We meet Fidelis Waldvogel, a German sniper, at the end of World War I as he returns to his hometown in Germany. Fidelis seeks out Eva Kalb, the pregnant fiancée of his dear friend, Johannes, and after informing her that her fiancé has died in the war he shares his promise to Johannes that he would marry and take care of her. Fidelis, a butcher by trade, leaves Germany by himself to emigrate to the United States in order to escape the immense poverty brought on by the war. His limited funds and sausages take him as far as Argus, North Dakota. Working for the local butcher and then setting up his own butcher shop in Argus he is able to send for his wife, Eva, and her child, Franz.
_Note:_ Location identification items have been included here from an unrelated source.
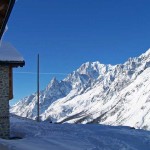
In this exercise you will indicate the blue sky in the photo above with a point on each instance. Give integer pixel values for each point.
(67, 33)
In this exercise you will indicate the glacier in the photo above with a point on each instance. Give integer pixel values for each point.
(96, 93)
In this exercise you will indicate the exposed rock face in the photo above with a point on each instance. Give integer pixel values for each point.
(97, 93)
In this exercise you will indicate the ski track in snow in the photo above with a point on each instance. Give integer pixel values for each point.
(46, 136)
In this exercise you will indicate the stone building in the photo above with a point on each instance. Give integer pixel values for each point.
(9, 59)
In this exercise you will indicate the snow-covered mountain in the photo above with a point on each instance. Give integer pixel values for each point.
(96, 93)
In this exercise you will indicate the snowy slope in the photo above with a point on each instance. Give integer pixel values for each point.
(97, 93)
(46, 136)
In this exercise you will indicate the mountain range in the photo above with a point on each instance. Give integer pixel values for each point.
(96, 93)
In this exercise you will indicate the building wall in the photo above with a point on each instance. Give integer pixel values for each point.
(4, 102)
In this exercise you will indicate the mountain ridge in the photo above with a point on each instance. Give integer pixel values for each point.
(94, 93)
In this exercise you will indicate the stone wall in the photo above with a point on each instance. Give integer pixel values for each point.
(4, 102)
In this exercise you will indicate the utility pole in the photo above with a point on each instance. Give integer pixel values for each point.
(38, 85)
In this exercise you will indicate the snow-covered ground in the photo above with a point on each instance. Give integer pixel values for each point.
(46, 136)
(96, 93)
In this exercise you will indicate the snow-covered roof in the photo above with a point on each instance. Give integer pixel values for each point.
(9, 54)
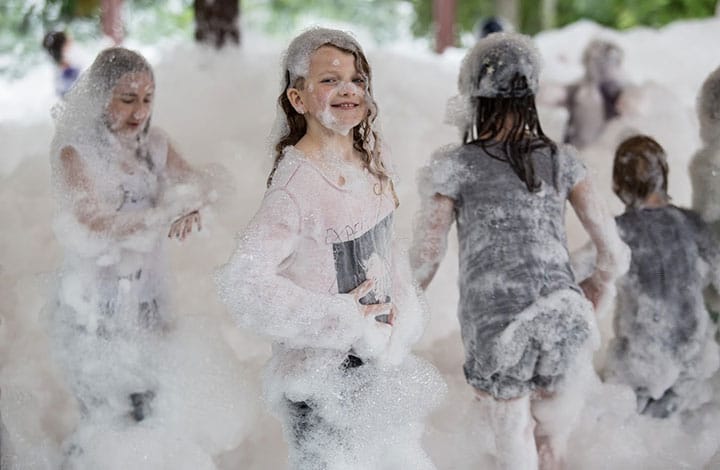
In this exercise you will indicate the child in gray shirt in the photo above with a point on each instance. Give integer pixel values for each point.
(524, 320)
(663, 345)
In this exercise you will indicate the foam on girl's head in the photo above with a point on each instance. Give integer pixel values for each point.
(640, 169)
(601, 59)
(490, 69)
(297, 56)
(80, 117)
(111, 64)
(708, 107)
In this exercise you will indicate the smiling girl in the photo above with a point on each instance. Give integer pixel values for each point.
(316, 272)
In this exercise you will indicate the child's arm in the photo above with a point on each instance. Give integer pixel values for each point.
(437, 184)
(96, 217)
(613, 256)
(260, 298)
(708, 246)
(409, 313)
(432, 225)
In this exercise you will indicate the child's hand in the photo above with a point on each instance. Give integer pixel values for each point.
(182, 227)
(593, 290)
(374, 310)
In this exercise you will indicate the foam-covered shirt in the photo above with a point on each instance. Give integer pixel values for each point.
(512, 242)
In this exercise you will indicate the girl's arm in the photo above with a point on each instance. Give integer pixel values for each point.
(187, 190)
(262, 299)
(432, 225)
(98, 218)
(613, 255)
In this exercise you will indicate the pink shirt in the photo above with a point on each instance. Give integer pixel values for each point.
(310, 242)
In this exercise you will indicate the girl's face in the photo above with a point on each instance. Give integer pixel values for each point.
(131, 104)
(333, 93)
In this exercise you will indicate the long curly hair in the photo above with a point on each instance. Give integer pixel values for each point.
(519, 142)
(365, 139)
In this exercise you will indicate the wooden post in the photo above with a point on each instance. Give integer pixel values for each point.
(548, 14)
(510, 11)
(444, 21)
(216, 22)
(111, 20)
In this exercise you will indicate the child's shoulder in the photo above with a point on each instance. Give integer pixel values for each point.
(295, 173)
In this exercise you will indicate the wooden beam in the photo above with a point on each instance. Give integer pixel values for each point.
(444, 21)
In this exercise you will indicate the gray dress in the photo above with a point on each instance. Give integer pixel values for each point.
(522, 316)
(661, 325)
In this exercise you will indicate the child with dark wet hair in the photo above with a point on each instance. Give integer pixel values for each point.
(526, 326)
(663, 344)
(593, 100)
(56, 44)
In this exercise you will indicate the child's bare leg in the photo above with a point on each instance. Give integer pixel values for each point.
(512, 425)
(557, 413)
(549, 449)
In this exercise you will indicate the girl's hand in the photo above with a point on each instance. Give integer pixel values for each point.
(593, 290)
(373, 310)
(182, 227)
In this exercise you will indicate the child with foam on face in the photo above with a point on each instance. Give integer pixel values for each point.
(526, 326)
(705, 164)
(121, 190)
(663, 345)
(57, 43)
(317, 271)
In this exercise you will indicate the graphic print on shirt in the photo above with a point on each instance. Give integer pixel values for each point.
(366, 257)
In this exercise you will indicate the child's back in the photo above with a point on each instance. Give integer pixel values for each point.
(662, 346)
(513, 252)
(661, 325)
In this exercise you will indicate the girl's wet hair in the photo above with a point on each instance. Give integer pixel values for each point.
(111, 64)
(521, 140)
(640, 169)
(365, 138)
(499, 77)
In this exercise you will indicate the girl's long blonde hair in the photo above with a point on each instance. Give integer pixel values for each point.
(365, 139)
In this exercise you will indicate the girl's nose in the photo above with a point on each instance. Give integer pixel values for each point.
(140, 112)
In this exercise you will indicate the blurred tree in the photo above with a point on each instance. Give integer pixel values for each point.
(216, 22)
(534, 16)
(444, 20)
(111, 20)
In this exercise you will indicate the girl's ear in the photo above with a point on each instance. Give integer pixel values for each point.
(296, 100)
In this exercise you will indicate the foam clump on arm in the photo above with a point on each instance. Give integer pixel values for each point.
(262, 299)
(612, 254)
(436, 183)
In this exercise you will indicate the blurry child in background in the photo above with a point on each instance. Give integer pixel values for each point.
(593, 101)
(57, 43)
(705, 168)
(663, 344)
(317, 272)
(525, 323)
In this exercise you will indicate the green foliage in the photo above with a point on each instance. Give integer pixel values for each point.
(385, 19)
(624, 14)
(23, 25)
(618, 14)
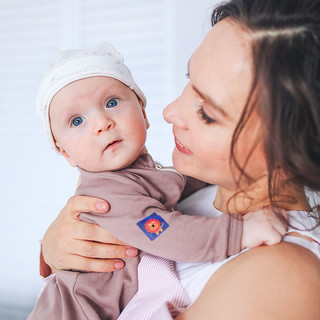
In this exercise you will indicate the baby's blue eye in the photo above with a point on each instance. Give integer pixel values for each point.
(112, 103)
(76, 121)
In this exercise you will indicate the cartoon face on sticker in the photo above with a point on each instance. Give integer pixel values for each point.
(153, 226)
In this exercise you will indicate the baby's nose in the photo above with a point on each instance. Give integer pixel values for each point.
(105, 125)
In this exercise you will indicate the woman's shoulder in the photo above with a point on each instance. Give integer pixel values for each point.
(268, 282)
(281, 281)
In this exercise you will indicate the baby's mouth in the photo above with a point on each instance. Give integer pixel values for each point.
(113, 143)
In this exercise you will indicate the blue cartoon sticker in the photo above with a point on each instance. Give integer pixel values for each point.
(153, 226)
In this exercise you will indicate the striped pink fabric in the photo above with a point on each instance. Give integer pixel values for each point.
(159, 286)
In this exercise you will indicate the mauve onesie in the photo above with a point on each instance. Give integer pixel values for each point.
(143, 213)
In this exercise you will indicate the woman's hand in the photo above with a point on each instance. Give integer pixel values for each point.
(70, 243)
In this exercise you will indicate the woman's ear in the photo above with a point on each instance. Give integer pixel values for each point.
(65, 154)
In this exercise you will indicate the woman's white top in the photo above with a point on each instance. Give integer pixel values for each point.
(167, 287)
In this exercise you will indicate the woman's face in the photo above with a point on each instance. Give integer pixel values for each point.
(204, 117)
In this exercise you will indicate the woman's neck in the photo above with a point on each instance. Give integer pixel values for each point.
(256, 197)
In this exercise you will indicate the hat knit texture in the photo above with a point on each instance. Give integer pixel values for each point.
(76, 64)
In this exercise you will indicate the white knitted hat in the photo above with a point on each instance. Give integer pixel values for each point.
(72, 65)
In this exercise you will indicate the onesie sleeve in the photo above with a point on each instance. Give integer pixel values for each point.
(139, 218)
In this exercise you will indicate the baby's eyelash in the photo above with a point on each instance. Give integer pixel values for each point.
(205, 117)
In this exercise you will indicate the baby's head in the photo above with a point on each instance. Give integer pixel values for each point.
(92, 110)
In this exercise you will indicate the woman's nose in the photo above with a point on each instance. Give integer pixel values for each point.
(173, 114)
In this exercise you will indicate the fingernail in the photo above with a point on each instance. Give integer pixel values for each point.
(119, 265)
(102, 206)
(131, 252)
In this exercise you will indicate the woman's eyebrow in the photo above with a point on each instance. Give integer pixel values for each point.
(210, 101)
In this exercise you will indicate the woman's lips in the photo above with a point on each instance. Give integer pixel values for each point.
(181, 147)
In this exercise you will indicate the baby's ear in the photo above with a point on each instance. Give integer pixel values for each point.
(145, 118)
(66, 156)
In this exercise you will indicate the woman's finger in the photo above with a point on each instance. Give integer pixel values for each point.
(79, 263)
(78, 204)
(90, 249)
(88, 231)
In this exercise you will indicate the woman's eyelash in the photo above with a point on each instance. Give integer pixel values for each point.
(205, 117)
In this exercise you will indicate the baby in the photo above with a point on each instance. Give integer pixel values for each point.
(94, 115)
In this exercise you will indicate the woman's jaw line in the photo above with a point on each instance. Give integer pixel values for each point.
(181, 148)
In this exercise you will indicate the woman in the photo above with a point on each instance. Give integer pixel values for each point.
(249, 122)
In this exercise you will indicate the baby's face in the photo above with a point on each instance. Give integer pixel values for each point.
(98, 124)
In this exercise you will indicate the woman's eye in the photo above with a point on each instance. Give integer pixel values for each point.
(75, 122)
(205, 117)
(112, 103)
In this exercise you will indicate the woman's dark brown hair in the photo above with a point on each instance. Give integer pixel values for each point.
(286, 64)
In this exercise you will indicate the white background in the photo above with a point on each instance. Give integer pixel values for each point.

Delphine Watzka is the daughter of Roy Watzka, the town drunk, who grew up in Argus, North Dakota. Delphine never met her mother and leaves the town to become a vaudeville performer soon meeting Cyprian, a World War I veteran, with whom she enters a unique relationship. The two make money from an act where Delphine performs as a table upon which Cyprian balances. After accidentally observing Cyprian engaging in sex with another man their relationship changes, but the two remain together, posing as a married couple. They eventually return to Argus and settle there. From this point on Delphine's life becomes intertwined with that of Eva and the family she is raising with Fidelis.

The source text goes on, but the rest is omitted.